Philippines-UK Science Partnership: Standing among giants

We celebrated the Newton Prize Philippines event in Manila recently. The Prize featured five brilliant Filipino scientists and their teams, who, working alongside their British counterparts, are making incredible innovative contributions to tackling challenges in health, food production, and waste water management. These five were chosen by an eminent panel of leading scientists for having demonstrated outstanding quality of research and innovation. Their partnerships exemplify exceptional British and Filipino science collaboration for a most noble cause: to create tangible impact and push forward the 2030 Agenda for Sustainable Development.

Partnership sits at the heart of the Newton Fund. The British government, in cooperation with partner governments, launched the Newton Fund in 2014 as a means to build capacity and collaboration in science and innovation in emerging economies. Known as the Newton Agham Programme in the Philippines, five years on, we have seen this partnership in practice. Since 2014, together with our partners from the Philippine government, the Department of Science and Technology, Department of Agriculture, and the Commission on Higher Education, we have jointly supported large-scale research grants, workshops, PhD scholarships, and innovation fellowships. Through these programmes we have jointly supported about 130 British and Filipino institutions, and allowed hundreds of British and Filipino researchers to work together. Together, we have built mutual capacity, strengthened science partnerships, and most importantly fostered lasting friendships among the research and innovation communities of both our countries.

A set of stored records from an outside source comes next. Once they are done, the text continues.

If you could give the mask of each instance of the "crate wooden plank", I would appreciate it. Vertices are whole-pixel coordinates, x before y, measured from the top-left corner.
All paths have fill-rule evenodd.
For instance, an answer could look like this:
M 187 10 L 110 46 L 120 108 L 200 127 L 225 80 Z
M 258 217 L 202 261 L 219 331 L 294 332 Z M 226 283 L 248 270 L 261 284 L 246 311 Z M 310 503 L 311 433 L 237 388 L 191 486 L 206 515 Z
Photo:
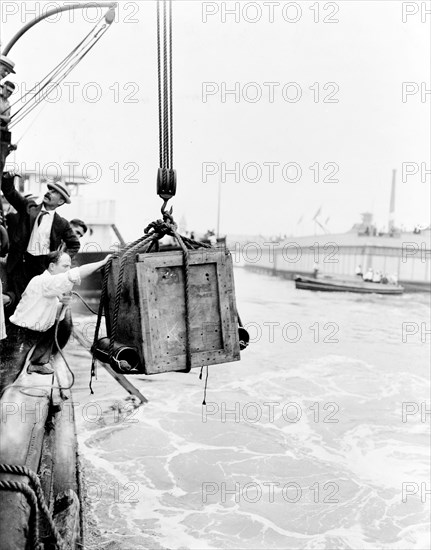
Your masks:
M 186 367 L 185 289 L 181 252 L 140 254 L 143 347 L 147 373 Z M 221 250 L 189 254 L 192 367 L 239 360 L 232 259 Z
M 123 275 L 120 307 L 118 310 L 118 327 L 116 340 L 122 344 L 128 344 L 137 349 L 141 364 L 144 362 L 142 350 L 142 319 L 139 307 L 139 288 L 136 278 L 136 257 L 127 260 Z M 112 263 L 111 273 L 108 279 L 108 305 L 109 325 L 112 325 L 114 314 L 115 294 L 120 270 L 120 260 L 115 258 Z

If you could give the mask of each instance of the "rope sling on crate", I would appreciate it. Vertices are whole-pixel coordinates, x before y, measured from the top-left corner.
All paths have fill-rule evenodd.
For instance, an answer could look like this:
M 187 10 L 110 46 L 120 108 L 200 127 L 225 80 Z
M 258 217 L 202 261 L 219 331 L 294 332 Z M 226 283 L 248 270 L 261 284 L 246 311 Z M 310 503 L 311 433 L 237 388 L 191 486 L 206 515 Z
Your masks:
M 172 102 L 172 2 L 163 2 L 163 13 L 160 13 L 160 2 L 157 2 L 157 80 L 158 80 L 158 110 L 159 110 L 159 169 L 157 171 L 157 194 L 163 200 L 162 215 L 163 220 L 156 220 L 145 229 L 145 235 L 126 246 L 121 251 L 120 271 L 115 292 L 114 312 L 112 315 L 112 324 L 106 328 L 109 337 L 108 360 L 112 367 L 117 367 L 121 371 L 121 361 L 114 357 L 115 338 L 118 327 L 118 312 L 121 301 L 121 292 L 123 287 L 124 269 L 127 259 L 142 249 L 147 252 L 158 251 L 159 241 L 165 235 L 172 236 L 183 251 L 184 262 L 184 288 L 186 299 L 186 369 L 191 369 L 191 346 L 190 346 L 190 297 L 189 297 L 189 258 L 188 248 L 196 249 L 206 247 L 204 243 L 198 243 L 187 237 L 182 237 L 177 231 L 177 225 L 172 217 L 172 208 L 167 211 L 168 201 L 176 193 L 176 171 L 173 169 L 173 102 Z M 163 48 L 162 48 L 163 45 Z M 163 49 L 163 51 L 162 51 Z M 103 277 L 102 294 L 99 304 L 99 312 L 96 323 L 96 331 L 93 342 L 93 360 L 91 365 L 91 381 L 95 374 L 95 356 L 94 351 L 99 338 L 99 329 L 103 310 L 108 314 L 106 303 L 107 285 L 109 272 L 112 267 L 113 258 L 110 258 L 105 266 Z M 108 318 L 108 315 L 106 315 Z
M 139 239 L 133 241 L 129 245 L 127 245 L 121 252 L 120 252 L 120 270 L 118 274 L 118 280 L 116 284 L 115 289 L 115 300 L 114 300 L 114 311 L 112 314 L 112 323 L 106 323 L 106 328 L 108 332 L 109 337 L 109 362 L 112 367 L 117 368 L 118 370 L 122 371 L 122 368 L 125 365 L 121 364 L 121 361 L 115 358 L 114 356 L 114 345 L 116 341 L 117 336 L 117 328 L 118 328 L 118 311 L 120 307 L 121 302 L 121 292 L 123 289 L 123 278 L 124 278 L 124 270 L 126 267 L 127 260 L 134 254 L 137 254 L 138 252 L 151 252 L 151 251 L 158 251 L 159 249 L 159 241 L 165 236 L 169 235 L 173 237 L 178 245 L 180 246 L 182 253 L 183 253 L 183 269 L 184 269 L 184 291 L 185 291 L 185 320 L 186 320 L 186 368 L 183 372 L 190 372 L 191 370 L 191 345 L 190 345 L 190 290 L 189 290 L 189 250 L 197 250 L 199 248 L 212 248 L 211 245 L 208 245 L 206 243 L 201 243 L 199 241 L 195 241 L 193 239 L 189 239 L 185 236 L 182 236 L 177 231 L 177 225 L 173 220 L 172 215 L 165 211 L 163 214 L 163 220 L 156 220 L 155 222 L 150 223 L 145 228 L 145 235 L 140 237 Z M 99 310 L 98 310 L 98 316 L 96 321 L 96 330 L 94 334 L 94 341 L 93 341 L 93 360 L 91 364 L 91 379 L 90 379 L 90 388 L 91 388 L 91 380 L 92 377 L 95 375 L 95 362 L 96 357 L 94 356 L 94 350 L 96 349 L 97 342 L 99 340 L 99 331 L 100 331 L 100 325 L 103 317 L 103 312 L 105 311 L 105 318 L 108 319 L 108 307 L 107 307 L 107 288 L 108 288 L 108 279 L 109 274 L 111 271 L 112 262 L 114 260 L 114 256 L 111 257 L 106 266 L 105 271 L 103 275 L 103 283 L 102 283 L 102 293 L 100 297 L 100 303 L 99 303 Z M 127 371 L 126 367 L 124 370 Z M 123 371 L 124 372 L 124 371 Z M 91 390 L 92 391 L 92 390 Z

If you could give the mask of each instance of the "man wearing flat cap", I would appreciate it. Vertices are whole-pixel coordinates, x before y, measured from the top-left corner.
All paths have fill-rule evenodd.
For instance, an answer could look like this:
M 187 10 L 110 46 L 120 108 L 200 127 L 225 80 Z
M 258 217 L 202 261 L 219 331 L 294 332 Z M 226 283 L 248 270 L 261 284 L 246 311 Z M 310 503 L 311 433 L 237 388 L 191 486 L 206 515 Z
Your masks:
M 5 55 L 0 55 L 0 80 L 6 78 L 10 73 L 16 74 L 14 67 L 15 63 L 11 59 Z
M 14 178 L 12 172 L 3 174 L 2 191 L 18 216 L 13 234 L 9 235 L 6 263 L 8 292 L 13 292 L 17 304 L 30 280 L 44 272 L 50 252 L 55 252 L 64 243 L 66 252 L 73 258 L 80 244 L 70 223 L 55 211 L 65 203 L 70 204 L 67 187 L 60 181 L 48 183 L 42 204 L 37 204 L 15 189 Z

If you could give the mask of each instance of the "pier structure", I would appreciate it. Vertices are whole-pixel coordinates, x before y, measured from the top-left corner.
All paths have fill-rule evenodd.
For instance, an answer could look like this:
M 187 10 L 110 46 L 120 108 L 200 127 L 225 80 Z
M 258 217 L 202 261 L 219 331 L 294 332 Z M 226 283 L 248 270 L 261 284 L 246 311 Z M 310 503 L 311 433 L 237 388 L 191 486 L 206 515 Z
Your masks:
M 232 243 L 229 243 L 232 247 Z M 431 291 L 431 229 L 369 235 L 348 232 L 241 245 L 244 267 L 293 279 L 296 274 L 354 275 L 358 266 L 395 275 L 406 291 Z

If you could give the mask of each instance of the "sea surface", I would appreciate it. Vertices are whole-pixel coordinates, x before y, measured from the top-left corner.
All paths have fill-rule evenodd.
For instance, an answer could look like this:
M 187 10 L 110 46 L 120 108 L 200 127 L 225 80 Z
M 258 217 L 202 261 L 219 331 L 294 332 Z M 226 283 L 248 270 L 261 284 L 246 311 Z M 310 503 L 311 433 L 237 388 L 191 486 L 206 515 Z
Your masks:
M 87 549 L 429 549 L 430 296 L 235 271 L 241 361 L 138 376 L 67 357 Z M 95 317 L 75 323 L 90 335 Z

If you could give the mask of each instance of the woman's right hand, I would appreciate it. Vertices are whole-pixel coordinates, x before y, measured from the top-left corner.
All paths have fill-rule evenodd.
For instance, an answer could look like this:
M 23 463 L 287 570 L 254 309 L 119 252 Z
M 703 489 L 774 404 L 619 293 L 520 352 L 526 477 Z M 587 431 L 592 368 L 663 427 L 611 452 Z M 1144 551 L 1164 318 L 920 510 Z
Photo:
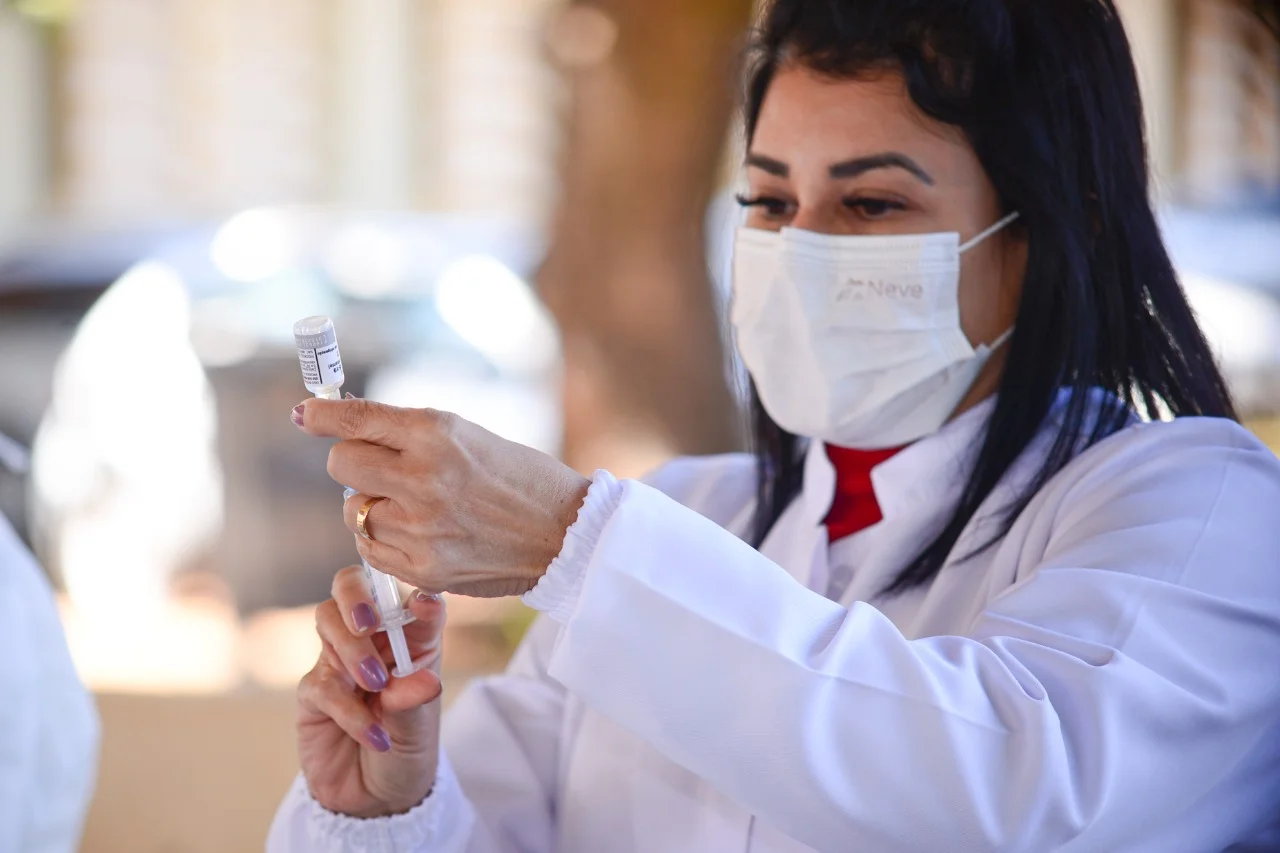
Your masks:
M 333 812 L 382 817 L 418 805 L 435 782 L 440 740 L 440 634 L 444 602 L 415 593 L 405 626 L 415 661 L 429 664 L 391 678 L 394 663 L 359 566 L 333 580 L 316 608 L 322 648 L 298 685 L 298 758 L 311 795 Z

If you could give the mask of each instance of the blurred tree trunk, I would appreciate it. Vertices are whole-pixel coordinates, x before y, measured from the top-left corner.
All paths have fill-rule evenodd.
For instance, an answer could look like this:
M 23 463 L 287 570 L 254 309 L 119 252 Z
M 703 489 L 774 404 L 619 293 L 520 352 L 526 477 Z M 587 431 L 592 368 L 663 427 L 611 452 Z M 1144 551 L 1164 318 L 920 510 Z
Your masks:
M 596 0 L 552 28 L 571 98 L 538 284 L 563 335 L 565 458 L 579 470 L 634 475 L 738 441 L 704 219 L 750 10 Z

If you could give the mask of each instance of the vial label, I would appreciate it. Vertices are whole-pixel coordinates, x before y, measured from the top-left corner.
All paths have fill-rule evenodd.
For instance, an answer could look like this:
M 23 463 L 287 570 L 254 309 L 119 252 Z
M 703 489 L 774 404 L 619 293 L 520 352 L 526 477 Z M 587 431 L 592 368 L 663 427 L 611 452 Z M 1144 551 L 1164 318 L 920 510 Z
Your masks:
M 342 356 L 337 343 L 318 349 L 298 349 L 298 363 L 302 365 L 302 381 L 308 386 L 337 385 L 342 382 Z

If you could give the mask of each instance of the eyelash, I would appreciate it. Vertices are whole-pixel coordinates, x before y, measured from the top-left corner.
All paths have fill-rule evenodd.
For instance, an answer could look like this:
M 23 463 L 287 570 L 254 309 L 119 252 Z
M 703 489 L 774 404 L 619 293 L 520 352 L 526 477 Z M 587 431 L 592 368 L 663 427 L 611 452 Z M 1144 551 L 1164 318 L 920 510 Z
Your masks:
M 735 198 L 742 207 L 759 207 L 769 216 L 782 216 L 789 204 L 780 198 L 763 195 L 745 196 L 739 193 Z
M 771 196 L 738 195 L 737 199 L 738 204 L 743 207 L 762 208 L 768 216 L 783 216 L 790 205 L 790 202 Z M 902 202 L 884 198 L 847 198 L 844 200 L 844 206 L 850 210 L 860 211 L 867 219 L 883 219 L 890 211 L 907 209 Z M 872 213 L 869 208 L 878 212 Z

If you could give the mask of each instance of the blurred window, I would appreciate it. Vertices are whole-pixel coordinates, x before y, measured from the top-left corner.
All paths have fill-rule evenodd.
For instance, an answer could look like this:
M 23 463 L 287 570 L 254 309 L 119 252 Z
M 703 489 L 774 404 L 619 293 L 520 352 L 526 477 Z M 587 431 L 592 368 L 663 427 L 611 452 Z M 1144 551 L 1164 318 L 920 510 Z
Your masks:
M 1233 0 L 1186 7 L 1179 181 L 1187 201 L 1280 212 L 1280 44 Z

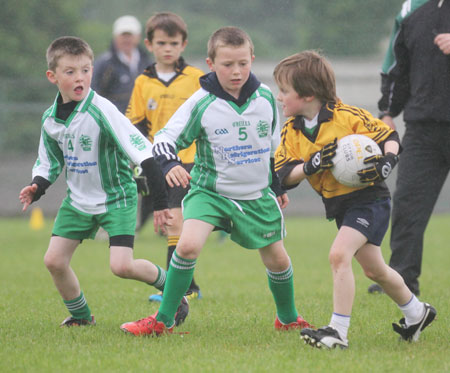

As we face urgent global challenges that are affecting us all, the importance of cooperation to understand the causes of these challenges and to find solutions has never been greater. The Newton Philippines Prize winner, Dr Michael Promentilla, of De LaSalle University, together with Dr Devendra Saroj of the University of Surrey, is developing cost-effective technologies to recover the nutrient phosphate from household wastewater. With further processing, these phosphates, an essential nutrient for growing crops, could be converted to fertilizer. This pioneering work promotes clean water and sanitation, and helps work towards the goal of zero hunger, and sustainable cities and communities, in the Philippines and around the world.

Other excellent research projects highlighted by the Newton Prize include a collaboration between the London School of Hygiene and Tropical Medicine and the Philippine Research Institute on Tropical Medicine on the eradication of Malaria, by improving the monitoring of disease for high-risk, migrant and mobile populations. A Filipino PhD scholar at the University of Nottingham is looking into better ways to understand and treat asthma, which affects one in ten Filipinos. These are two concrete examples of work supported through the Newton Agham Programme that will enable people to have better, longer and more active lives. And all this while developing mutual science capacity and supporting growth and prosperity.

The Newton Agham Programme is an important part of the UK’s investment in long term international partnerships to help tackle global development challenges and produce excellent science. This February 2020, the UK government launched the Global Talent visa which would fast- track visas for researchers with strong scientific credentials. Supporting the world’s leading scientists sustains our proud history of scientific discovery. We will continue to invest in talent and in cutting- edge research, remaining a strong contributor and leader in innovation and science.

Our cooperation on science with the Philippines continues to deepen and broaden. The UK and the Philippines signed a memorandum of understanding for partnership in science, technology and innovation in July 2019. Our openness to work together and our aspirations for excellence form a strong basis for continued collaboration in science, innovation and across many areas of our ever growing relationship between our two countries. We are indeed Closer Than You Think.

Isaac Newton is credited to have said, “If I have seen further it is by standing upon the shoulders of giants.” This is the very nature of science – a way forward through collaboration. We have many giants in our two countries, and we hope that together we can work towards the advancement of human knowledge, helping achieve the Sustainable Development Goals and building the future prosperity of our people.